Ducks 3, Blackhawks 1
Teemu Selanne probably regretted returning to play another year for most of the first three miserable months of the Anaheim Ducks' season.
Selanne and his decision are looking better every day - and so are his surging Ducks.
Selanne scored a power-play goal and had an assist to move into 20th place on the NHL's career scoring list, and Anaheim kept rolling in its return from an eight-game road trip, beating the slumping Chicago Blackhawks 3-1 Sunday night.
Jonas Hiller made 18 saves in his 21st consecutive start for the Ducks, who won for the ninth time in 12 games during their improbable playoff push. Andrew Cogliano scored his first goal of February for the Ducks, and Sheldon Brookbank also scored as Anaheim avoided a four-game season sweep by Chicago.
After falling 20 points out of eighth place in the West during an awful start, Anaheim has been the NHL's best team since Jan. 1, going 17-4-4 for a league-high 38 points.

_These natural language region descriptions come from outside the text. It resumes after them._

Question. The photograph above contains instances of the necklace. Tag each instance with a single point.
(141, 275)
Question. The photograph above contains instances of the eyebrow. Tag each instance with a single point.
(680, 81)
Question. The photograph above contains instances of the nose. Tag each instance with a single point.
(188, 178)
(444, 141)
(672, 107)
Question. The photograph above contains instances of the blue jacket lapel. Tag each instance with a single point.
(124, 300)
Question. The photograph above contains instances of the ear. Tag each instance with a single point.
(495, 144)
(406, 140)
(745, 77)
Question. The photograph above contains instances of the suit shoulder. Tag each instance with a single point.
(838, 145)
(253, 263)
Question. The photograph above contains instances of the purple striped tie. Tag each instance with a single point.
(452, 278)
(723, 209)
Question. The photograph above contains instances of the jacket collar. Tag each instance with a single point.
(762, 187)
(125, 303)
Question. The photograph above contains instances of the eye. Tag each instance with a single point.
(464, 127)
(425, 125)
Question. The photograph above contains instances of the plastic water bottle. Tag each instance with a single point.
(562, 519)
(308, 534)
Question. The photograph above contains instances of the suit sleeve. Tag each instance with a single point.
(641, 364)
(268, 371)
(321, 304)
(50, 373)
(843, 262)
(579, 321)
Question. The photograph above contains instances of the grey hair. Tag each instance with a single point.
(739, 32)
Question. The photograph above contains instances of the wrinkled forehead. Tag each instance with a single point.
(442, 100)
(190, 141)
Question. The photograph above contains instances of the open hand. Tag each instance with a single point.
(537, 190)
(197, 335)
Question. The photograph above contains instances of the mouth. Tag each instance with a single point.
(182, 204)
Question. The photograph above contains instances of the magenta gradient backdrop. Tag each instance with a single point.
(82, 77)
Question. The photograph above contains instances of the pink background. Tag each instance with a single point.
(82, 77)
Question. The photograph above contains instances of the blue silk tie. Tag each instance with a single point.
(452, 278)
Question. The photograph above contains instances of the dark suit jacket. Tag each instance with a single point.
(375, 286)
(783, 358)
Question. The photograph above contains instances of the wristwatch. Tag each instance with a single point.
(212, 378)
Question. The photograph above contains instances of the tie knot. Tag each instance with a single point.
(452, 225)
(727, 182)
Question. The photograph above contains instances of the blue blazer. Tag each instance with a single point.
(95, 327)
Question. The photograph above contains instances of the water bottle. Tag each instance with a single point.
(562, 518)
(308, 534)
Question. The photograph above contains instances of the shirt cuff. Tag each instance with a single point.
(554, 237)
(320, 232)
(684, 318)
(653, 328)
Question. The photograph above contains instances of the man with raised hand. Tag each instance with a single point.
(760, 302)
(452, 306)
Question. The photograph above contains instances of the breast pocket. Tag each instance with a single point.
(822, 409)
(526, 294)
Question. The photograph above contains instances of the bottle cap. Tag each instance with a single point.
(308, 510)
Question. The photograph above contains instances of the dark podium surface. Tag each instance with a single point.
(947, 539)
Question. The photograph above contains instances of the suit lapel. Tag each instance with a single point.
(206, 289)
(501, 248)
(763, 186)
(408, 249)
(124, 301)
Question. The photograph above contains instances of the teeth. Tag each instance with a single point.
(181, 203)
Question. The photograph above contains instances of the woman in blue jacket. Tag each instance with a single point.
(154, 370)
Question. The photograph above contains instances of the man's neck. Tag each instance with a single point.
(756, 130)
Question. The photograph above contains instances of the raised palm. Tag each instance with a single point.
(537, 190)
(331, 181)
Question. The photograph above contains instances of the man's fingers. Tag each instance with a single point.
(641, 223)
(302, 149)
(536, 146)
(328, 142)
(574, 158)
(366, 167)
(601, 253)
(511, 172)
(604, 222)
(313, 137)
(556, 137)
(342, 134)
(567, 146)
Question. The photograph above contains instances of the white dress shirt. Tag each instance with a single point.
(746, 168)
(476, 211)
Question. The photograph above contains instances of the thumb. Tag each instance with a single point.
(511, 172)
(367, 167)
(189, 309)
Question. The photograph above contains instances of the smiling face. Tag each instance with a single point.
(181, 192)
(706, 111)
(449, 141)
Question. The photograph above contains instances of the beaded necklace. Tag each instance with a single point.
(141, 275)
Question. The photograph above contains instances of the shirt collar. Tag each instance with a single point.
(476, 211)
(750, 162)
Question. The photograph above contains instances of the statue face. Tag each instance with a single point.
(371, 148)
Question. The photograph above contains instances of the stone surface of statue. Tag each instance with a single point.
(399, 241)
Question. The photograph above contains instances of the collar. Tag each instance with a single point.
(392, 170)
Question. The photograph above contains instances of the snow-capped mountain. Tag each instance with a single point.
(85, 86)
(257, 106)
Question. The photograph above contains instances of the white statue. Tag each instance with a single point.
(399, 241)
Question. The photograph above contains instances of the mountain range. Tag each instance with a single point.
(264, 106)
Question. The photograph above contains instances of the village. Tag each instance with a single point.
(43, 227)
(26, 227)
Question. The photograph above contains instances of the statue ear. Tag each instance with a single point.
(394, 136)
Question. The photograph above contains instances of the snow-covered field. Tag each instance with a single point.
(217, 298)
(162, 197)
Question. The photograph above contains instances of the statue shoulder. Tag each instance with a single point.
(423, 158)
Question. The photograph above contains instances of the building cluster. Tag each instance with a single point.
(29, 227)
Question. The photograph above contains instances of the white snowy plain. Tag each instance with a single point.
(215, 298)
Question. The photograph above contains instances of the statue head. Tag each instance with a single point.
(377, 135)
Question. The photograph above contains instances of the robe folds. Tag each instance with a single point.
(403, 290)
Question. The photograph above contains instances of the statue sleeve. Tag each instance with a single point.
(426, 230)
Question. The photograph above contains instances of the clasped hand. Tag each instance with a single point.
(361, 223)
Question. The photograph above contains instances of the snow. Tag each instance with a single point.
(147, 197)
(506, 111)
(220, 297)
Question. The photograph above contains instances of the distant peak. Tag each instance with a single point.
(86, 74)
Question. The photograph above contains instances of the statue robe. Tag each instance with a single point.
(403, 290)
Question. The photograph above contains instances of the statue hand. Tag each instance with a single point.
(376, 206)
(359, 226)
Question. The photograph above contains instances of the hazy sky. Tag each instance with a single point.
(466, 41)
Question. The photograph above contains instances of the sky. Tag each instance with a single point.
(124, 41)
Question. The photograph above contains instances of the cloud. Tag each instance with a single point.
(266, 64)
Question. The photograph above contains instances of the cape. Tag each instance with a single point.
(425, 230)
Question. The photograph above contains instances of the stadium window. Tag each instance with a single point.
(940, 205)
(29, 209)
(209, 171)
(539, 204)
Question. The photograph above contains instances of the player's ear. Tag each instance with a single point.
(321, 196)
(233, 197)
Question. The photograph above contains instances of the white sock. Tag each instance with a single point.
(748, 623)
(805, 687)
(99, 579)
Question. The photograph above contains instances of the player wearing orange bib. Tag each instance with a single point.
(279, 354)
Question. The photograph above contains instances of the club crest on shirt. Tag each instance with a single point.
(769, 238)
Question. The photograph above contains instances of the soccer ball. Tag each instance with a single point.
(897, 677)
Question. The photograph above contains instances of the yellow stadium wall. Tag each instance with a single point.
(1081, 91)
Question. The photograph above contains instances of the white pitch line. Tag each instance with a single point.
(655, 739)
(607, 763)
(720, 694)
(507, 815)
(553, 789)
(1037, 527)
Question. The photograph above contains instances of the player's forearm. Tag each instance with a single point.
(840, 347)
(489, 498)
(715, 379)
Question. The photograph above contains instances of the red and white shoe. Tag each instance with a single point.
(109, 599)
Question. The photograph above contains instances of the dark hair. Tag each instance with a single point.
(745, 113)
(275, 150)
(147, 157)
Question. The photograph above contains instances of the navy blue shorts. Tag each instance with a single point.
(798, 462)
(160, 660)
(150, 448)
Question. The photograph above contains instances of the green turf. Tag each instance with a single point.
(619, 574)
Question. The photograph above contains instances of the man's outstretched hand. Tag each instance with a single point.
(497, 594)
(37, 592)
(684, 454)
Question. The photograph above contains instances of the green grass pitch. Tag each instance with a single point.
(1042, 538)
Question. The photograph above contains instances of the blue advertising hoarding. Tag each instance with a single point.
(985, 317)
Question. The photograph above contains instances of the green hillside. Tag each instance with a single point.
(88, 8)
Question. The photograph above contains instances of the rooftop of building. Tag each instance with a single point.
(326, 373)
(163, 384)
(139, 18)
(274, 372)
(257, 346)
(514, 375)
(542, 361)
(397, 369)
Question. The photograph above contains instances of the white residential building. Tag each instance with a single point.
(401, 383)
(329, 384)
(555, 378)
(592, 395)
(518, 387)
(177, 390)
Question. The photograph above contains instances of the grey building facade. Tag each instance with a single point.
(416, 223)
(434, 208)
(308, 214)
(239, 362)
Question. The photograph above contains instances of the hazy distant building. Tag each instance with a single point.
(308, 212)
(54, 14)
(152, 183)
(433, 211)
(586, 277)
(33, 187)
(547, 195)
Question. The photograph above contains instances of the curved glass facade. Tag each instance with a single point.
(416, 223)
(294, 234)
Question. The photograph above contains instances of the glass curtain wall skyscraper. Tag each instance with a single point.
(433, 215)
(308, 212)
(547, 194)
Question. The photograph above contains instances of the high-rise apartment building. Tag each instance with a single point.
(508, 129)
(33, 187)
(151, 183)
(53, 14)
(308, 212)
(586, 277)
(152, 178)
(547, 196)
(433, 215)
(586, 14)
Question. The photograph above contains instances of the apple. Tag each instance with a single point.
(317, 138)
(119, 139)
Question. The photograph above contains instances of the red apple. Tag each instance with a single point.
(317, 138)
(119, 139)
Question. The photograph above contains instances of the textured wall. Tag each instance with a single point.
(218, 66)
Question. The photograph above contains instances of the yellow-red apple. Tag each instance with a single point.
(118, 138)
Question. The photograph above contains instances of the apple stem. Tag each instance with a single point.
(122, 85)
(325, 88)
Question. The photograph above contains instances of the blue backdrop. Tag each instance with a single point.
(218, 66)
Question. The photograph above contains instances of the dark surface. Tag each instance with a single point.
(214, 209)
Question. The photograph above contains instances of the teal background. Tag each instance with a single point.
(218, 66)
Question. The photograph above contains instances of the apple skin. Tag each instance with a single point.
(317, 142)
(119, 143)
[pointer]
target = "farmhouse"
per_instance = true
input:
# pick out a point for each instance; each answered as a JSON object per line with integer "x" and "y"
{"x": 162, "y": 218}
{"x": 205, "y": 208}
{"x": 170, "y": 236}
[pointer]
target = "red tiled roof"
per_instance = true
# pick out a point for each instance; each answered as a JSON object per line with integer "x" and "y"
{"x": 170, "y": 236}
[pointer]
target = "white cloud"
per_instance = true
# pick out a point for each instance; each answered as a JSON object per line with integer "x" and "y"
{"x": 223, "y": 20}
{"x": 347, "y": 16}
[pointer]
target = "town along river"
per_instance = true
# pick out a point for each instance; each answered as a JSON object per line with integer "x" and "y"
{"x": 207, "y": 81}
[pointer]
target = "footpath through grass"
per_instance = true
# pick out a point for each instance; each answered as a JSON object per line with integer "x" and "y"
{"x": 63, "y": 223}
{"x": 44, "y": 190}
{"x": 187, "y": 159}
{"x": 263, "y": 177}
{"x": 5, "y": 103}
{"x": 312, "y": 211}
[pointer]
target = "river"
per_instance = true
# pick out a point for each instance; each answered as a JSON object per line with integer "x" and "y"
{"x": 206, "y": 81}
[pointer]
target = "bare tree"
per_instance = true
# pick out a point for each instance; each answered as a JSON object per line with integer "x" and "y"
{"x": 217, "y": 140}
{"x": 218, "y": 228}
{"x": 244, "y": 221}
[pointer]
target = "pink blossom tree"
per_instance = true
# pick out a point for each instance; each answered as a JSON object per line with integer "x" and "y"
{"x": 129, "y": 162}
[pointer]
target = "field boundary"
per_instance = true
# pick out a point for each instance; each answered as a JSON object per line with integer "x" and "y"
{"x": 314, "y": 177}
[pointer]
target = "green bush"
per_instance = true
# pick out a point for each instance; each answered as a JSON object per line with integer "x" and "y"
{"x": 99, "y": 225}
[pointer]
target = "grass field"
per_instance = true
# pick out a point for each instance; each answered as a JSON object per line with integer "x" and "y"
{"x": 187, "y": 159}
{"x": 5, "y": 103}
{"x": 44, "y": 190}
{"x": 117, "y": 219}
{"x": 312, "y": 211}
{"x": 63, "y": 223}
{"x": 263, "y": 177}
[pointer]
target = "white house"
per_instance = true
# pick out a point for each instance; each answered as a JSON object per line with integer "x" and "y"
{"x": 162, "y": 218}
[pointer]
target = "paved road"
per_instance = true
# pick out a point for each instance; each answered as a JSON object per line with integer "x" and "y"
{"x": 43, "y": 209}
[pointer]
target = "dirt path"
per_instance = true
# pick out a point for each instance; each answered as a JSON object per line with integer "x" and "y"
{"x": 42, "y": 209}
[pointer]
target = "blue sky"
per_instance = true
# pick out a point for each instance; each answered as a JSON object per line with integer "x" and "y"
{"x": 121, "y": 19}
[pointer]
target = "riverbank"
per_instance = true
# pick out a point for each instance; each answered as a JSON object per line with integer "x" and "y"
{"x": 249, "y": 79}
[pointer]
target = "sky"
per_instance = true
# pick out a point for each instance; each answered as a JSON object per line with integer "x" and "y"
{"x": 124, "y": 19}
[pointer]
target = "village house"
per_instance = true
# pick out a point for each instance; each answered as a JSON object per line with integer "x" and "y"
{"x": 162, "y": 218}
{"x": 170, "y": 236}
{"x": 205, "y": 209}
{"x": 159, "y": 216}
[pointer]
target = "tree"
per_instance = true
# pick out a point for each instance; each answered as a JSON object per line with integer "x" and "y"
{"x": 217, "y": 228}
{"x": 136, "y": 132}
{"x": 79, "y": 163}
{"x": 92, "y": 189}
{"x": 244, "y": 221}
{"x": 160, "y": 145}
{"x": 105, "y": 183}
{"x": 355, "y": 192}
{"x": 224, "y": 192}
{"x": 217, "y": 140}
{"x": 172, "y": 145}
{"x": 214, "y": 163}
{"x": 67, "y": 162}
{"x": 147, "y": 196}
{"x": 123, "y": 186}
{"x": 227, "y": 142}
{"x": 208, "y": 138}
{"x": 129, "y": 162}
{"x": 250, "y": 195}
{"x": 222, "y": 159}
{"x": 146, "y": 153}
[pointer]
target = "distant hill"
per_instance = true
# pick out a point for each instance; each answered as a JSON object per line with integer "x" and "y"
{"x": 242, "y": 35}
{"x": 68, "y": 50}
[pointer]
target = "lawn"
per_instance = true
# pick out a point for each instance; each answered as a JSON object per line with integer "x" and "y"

''After 15 days on the road, it's never easy to come back,'' Selanne said. ''The tank was pretty empty, but I was very happy with how we played, especially the last two periods. That's a good feeling. We just keep battling.''
Anaheim got just two days off following the longest continuous road trip in franchise history before starting a key stretch of five games in seven days. The Ducks are just six points out of playoff position - but still in 13th place in the Western Conference standings.
''We take every win we can get right now, (but) nobody seems to want to lose that is going for the playoffs in the West,'' said Ducks coach Bruce Boudreau, the architect of Anaheim's turnaround. ''We're going to have to try to do it ourselves. ... We were pretty sluggish in the first period. That's common when you come off a long road trip. I thought we got our legs, and we were pretty good in the second and third.''
Selanne inched up the NHL scoring list by setting up Brookbank's goal in the second period before scoring his 21st of the season from a sharp angle during a two-man advantage in the third. The 41-year-old Finnish Flash caught and passed Luc Robitaille with 1,395 points, and his 246th career power-play goal put him one behind Robitaille for fourth in league history.
Selanne is the second-oldest player in NHL history to score at least 21 goals in a season, trailing only Gordie Howe, who did it twice after his 41st birthday.
Patrick Kane ended the Blackhawks' monthlong 0-for-39 power-play drought with a first-period goal, and Ray Emery stopped 35 shots against his former Anaheim teammates in Chicago's third consecutive loss.
The Blackhawks have lost 12 of 16 overall, yet still sit comfortably in sixth place in the West, nine points ahead of Anaheim.
''It seems like sometimes when we get the lead, we're kind of satisfied with that,'' said Kane, who scored the Blackhawks' first power-play goal since Jan. 24. ''But we definitely have to keep the pressure on and try to extend the lead. After the first, they pretty much dominated us in the second and third and got a lot more shots than we did.''
The Blackhawks played their fourth straight game without captain Jonathan Toews, who is home in Chicago with an apparent concussion. Coach Joel Quenneville hopes Toews and defenseman Niklas Hjalmarsson will return Wednesday against Toronto, but the Blackhawks struggled through a two-game Southern California road trip, losing 4-0 up the I-5 freeway in Los Angeles one night earlier.
''Offensively, we're not doing much right now,'' Kane said. ''We need some contributions from everyone. You can always say you need your best players to be your best players. That's something that we need to get better at, too, including myself.''
Cogliano tied it with 20 seconds left in the period, but only after the referees immediately waved off his goal. Cogliano clearly kicked the puck toward the net with his right skate, but a lengthy video review at the league offices in Toronto revealed Cogliano poked the puck through Emery's legs with his stick after Emery stopped the kick with his pads.
''I thought he kicked it and then maybe got a piece of it, or just kicked it straight in,'' said Emery, who backstopped Anaheim into the playoffs late last season. ''Either way, it shouldn't count. I know they took a tougher look at it, and they must have had some evidence to the contrary. But you've got to work past those things.''
Anaheim thoroughly controlled the second period, but wasn't rewarded until Selanne passed from behind the Chicago net to Brookbank, who fired it off Duncan Keith and past Emery. The goal was Brookbank's second in five games after playing 167 straight games without a goal.
NOTES: The Blackhawks have never swept Anaheim in a season series. ... Longtime Montreal captain Saku Koivu played his 200th game with the Ducks. ... Cogliano's score snapped a 12-game drought. ... The biggest regular-season crowd in Honda Center history welcomed the Ducks back from the road, with 17,601 tickets sold in a standing-room-only crowd.